Re: Leak-searching and OmniObjectMeter
Re: Leak-searching and OmniObjectMeter
- Subject: Re: Leak-searching and OmniObjectMeter
- From: email@hidden
- Date: Thu, 09 May 2002 09:35:35 -0700
Andrea Perego wrote:
|My question is about the stack frames: from these you may trace the
|place where an object was allocated, and a nice PB-plugin allows to
|open the source file in your project where the allocation takes
|place. Now, I've seen that almost every
|time the highest spot marked with the "m" code icon is
|"NSApplicationMain(argc, argv)" in "main.m". From this I guessed that:
|- those objects are allocated by the run-time and not directly by my code.
|If there is a leak connected with them, it's not my fault.
|- in order to speed-up the search, wouldn't it be nice to have an
|option by which only objects allocated by one's own objects are shown?
|I'd like to know up to which point my guesses are correct.
Disclaimer: I've never uses OmniObjectMeter, so everything here is, ultimately, speculation. However....
If, by "highest spot", you mean "the topmost routine in the calling stack, the routine that called the routine that called the routine that called your code", then NSApplicationMain being highest probably doesn't actually tell you much. Since NSApplicationMain is called by the main() routine, almost *any* code that's executed will have NSApplicationMain as the highest spot, whether your code or the runtime code. However, if NSApplicationMain *doesn't* appear, then the object was probably created during the initialization of the Objective-C runtime, which is done before main() is called.

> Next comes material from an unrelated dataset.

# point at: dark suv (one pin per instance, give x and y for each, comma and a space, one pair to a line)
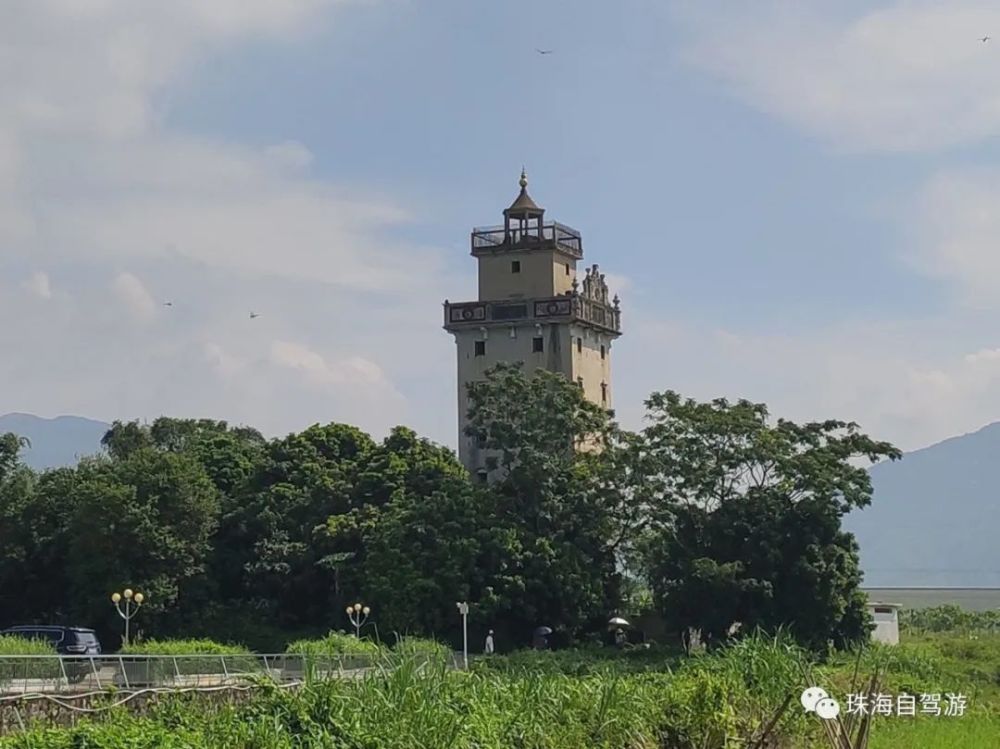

It might be nice to filter out objects you didn't allocate, but I have my doubts that it's practical. It's not really possibly to determine which *object* owns the method that allocated an object given only the position in the code that did the allocation. If you create an NSWindowController subclass, then the instance of that subclass is your object. If that object calls a standard NSWindowController method which allocates an object (for example, "[self window]"), do you want the allocated object included in the list or not? It was allocated by your *object*, but not by your *code*. How would OOM decide whether you or the runtime was responsible for allocating the object?
(By the way, a point of grammar: "up" in a verb isn't hyphenated, so it would be just "speed up".)